今作の仮面ライダーは攻めるね。まさか朝9時にあのシーンを流すとは....555を思い出すなぁ。




それではどうぞ!


十八鐘 安珍修行 破

( OHO)月<float日『折れたぁッ!?(続き)』

天気 晴れ

 

取り敢えず落ち着いた。

 

 

今日、薬草や礼装等に使う素材を取りに一人で山に向かい調達した帰り、ある鬼二匹に出くわしたのが事の発端だ。

生臭い血や焼き焦げた匂いが新しかった事から向こうも村を滅ぼして拠点に戻る最中だったのだろう。

 

可愛らしい少女の見た目に反したおぞましい妖気に気を取られも金髪頭の鬼に接近を許してしまい骨の大太刀で斬られそうになったが、無銘で何とか防いで縮地を使い距離を離した。

 

金髪頭は舌打ちを打ちながらおかっぱ頭の所に戻ると俺の事を知っていたのか余裕の笑みを浮かべ何か色々と言っていたが俺はそれを悉く論破し涙目にした。

涙目状態の相棒を見ながらおかっぱ頭がやれやれと溜め息をつくと妖艶な京都弁で俺に自己紹介をしてきたのだ。

 

まぁ驚いたよ。
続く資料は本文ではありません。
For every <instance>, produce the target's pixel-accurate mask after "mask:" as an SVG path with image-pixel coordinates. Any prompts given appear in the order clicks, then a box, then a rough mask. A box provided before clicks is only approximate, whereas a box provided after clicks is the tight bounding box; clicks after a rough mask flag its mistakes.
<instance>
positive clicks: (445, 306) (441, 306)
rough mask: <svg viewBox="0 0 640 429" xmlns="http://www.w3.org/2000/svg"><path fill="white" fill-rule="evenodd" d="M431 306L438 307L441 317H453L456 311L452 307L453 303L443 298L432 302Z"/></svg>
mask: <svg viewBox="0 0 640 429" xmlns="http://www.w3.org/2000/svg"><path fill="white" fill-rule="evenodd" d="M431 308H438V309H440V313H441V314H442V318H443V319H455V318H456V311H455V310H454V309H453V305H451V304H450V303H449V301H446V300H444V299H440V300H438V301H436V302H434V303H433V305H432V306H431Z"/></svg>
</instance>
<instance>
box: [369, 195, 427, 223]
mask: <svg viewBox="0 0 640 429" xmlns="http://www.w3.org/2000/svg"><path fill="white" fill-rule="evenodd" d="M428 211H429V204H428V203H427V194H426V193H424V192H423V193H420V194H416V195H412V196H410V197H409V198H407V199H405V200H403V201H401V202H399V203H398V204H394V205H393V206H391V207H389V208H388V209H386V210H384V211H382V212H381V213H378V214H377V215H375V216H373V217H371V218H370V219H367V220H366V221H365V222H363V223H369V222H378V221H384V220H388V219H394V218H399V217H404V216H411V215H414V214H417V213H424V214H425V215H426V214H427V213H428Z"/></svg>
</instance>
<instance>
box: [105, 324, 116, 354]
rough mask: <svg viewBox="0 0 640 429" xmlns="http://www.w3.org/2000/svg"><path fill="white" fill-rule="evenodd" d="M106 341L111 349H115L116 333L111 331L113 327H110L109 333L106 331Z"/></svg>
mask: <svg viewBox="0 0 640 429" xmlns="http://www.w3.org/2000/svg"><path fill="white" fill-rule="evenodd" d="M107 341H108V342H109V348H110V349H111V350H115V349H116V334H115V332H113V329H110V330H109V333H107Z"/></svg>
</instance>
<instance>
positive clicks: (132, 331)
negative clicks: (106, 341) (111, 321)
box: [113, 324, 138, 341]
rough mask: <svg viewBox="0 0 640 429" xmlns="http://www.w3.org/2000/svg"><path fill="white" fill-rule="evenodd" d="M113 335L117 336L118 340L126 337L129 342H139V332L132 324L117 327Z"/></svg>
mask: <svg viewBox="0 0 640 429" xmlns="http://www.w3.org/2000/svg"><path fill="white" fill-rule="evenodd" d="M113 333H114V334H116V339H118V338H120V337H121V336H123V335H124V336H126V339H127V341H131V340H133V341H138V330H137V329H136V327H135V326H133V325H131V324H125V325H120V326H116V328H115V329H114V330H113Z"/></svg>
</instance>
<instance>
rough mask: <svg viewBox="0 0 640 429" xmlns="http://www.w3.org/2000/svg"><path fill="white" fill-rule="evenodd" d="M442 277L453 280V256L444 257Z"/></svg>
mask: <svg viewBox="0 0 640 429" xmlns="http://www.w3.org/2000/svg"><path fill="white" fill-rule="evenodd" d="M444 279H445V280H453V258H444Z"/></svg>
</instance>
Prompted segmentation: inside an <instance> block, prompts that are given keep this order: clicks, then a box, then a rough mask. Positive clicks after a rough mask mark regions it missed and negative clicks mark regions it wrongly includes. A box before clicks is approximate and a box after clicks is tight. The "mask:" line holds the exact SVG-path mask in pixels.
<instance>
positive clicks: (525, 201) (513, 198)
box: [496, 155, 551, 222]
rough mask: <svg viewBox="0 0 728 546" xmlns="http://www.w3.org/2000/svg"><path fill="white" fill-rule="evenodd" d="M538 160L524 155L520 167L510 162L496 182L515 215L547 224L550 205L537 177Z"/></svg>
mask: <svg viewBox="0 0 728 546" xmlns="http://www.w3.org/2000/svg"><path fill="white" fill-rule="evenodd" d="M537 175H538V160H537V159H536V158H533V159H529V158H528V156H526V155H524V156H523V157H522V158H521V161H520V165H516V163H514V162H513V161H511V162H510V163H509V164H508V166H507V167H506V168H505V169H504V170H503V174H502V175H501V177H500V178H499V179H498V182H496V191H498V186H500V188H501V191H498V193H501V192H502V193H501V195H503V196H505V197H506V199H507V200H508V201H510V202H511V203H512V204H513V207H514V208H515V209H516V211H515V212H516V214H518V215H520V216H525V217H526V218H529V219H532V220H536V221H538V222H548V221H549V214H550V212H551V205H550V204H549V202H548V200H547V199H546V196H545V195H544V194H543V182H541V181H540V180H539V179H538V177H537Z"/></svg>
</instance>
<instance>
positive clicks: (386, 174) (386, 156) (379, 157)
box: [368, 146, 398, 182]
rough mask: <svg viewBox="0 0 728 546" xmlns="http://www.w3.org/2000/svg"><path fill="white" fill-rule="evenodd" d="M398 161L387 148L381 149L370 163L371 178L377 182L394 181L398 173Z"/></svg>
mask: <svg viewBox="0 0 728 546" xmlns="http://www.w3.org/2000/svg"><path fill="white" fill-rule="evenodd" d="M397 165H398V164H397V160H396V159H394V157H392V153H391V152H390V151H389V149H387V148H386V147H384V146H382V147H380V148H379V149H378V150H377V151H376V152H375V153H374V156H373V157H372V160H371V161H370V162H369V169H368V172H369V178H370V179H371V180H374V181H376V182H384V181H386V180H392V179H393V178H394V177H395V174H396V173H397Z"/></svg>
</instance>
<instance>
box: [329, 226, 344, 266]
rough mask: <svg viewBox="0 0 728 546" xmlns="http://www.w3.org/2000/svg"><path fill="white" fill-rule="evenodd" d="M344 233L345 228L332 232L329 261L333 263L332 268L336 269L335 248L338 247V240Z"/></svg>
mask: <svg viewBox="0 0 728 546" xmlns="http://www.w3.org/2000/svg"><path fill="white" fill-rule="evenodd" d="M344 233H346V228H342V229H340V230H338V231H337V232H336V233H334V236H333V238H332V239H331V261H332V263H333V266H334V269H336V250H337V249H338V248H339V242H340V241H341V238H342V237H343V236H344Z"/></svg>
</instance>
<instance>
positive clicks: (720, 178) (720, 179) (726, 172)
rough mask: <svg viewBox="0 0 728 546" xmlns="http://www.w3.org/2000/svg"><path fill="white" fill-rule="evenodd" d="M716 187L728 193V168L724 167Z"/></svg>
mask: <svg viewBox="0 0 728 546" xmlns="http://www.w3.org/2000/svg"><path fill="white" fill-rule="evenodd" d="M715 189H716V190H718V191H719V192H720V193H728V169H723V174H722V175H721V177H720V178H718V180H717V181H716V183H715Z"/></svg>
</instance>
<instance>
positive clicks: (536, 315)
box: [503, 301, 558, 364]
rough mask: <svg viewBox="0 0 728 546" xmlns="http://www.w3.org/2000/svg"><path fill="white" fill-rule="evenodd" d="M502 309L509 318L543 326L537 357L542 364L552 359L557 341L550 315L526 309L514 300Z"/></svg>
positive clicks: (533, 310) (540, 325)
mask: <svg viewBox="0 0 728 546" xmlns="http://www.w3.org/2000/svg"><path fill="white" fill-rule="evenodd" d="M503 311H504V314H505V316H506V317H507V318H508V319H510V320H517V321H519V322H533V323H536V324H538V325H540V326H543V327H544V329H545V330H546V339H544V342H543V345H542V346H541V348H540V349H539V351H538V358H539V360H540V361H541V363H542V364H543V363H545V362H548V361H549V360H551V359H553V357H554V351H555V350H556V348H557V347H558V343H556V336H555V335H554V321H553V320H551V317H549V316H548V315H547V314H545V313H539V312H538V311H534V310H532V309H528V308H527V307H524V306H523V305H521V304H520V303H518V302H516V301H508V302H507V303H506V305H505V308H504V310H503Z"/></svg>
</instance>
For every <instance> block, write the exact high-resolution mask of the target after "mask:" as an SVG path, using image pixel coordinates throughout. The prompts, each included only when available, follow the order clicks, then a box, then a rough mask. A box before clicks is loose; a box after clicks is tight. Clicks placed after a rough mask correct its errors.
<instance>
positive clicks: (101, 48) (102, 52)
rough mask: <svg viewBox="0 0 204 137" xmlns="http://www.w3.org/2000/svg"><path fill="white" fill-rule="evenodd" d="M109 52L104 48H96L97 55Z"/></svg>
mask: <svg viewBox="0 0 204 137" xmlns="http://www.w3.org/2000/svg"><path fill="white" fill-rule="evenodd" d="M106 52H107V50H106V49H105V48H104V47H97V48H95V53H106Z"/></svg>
涙目になっている金髪が『茨木童子』、京都弁のおかっぱ頭が『酒呑童子』なんて目が点になった。俺のイメージだと厳つい野郎かと思ったんだが女の子とはなぁ。

 

其処から鬼との戦いが始まったのだが相手が撤退するまで終始守りに入るしかなかった。只でさえ歴史に名を残した鬼が二人で連携が上手すぎる為遊ばれているかのような感覚だった。

怪我も手痛く茨木童子の骨で出来た大太刀で右肩や二の腕に裂傷、左脇腹は酒呑童子の手刀で少し抉られ、抉った部分を酒の肴として喰っていた。それで満足したのか酒呑童子は酒を飲みながら茨木童子と俺の戦いを何かを確かめるかのように遠くで見ていた。

 

茨木童子一人になっても劣勢を強いられ体力が限界になった頃悲劇が起きた。

茨木童子の大剣の打ち合いの末、破戒の刀身に罅が入り刀身が砕けてしまったのだ。

破戒を捨てて鞘から無銘を抜き斬り付けるがそれも防がれ胴体を殴りつけられ遠くまで吹き飛ばされた。

 

あばら骨が何本か折れ、肺から全ての空気が抜け息苦しく息をしようにも折れた痛みと口に溜まった血でまともに息が出来きず立つのがやっとな位だ。

肺に折れた骨が刺さらなかったのは不幸中の幸いだがほぼ死に体に近い状況だった。

 

しかし、死という恐怖は『無かった』。茨木童子が止めを刺す為に近付いているのにも関わらずにだ。

むしろ異常なまでに()()()()()()()()()()()()()()()

大太刀で首を斬る瞬間に闘気が発動したのだ。

 

身体から青い煙が立ち込め片手で無銘を逆手に持ち防ぐ。突然の事に驚いた表情をした茨木童子に青い煙を纏ったまま掌底を放つと特撮でよく見た光景のようなエフェクトが出て来て吹き飛んでいく。

追い付く為に身体の負荷を無視して血飛沫が霧になる速さで縮地を使い一気に近付き無銘を振るう。それを防いで攻撃をしていたがその顔は焦りと苦痛の表情をしていた。突然のパワーアップに酒呑童子が目を見開いて盃を捨て茨木童子を援護しようとした程だ。

 

溢れ出る闘気に耐えきれず無銘の根本と刃の間が折れても気にせず拳に焔のような青い闘気を纏い連続で殴り付ける。

最後には茨木童子が持っていた大太刀が弾かれ止めの穿ツ撃鉄(キル・パイク)を放った瞬間、身体に激痛が走り地面に放ってしまった。

結果、テニスコート位の陥没が起こり俺ら含めた三人を巻き込んだ。

 

其処から目が醒めるまで朦朧していて記憶が曖昧だか、少しボロボロになった酒呑童子が気絶した茨木童子をおんぶして俺に近付き笑顔で何か言った後何処かに消え、その後に小雪さんが焦った表情で俺を揺すっているのを安部さんの部下が止めている所で完全に意識を失い今に至る。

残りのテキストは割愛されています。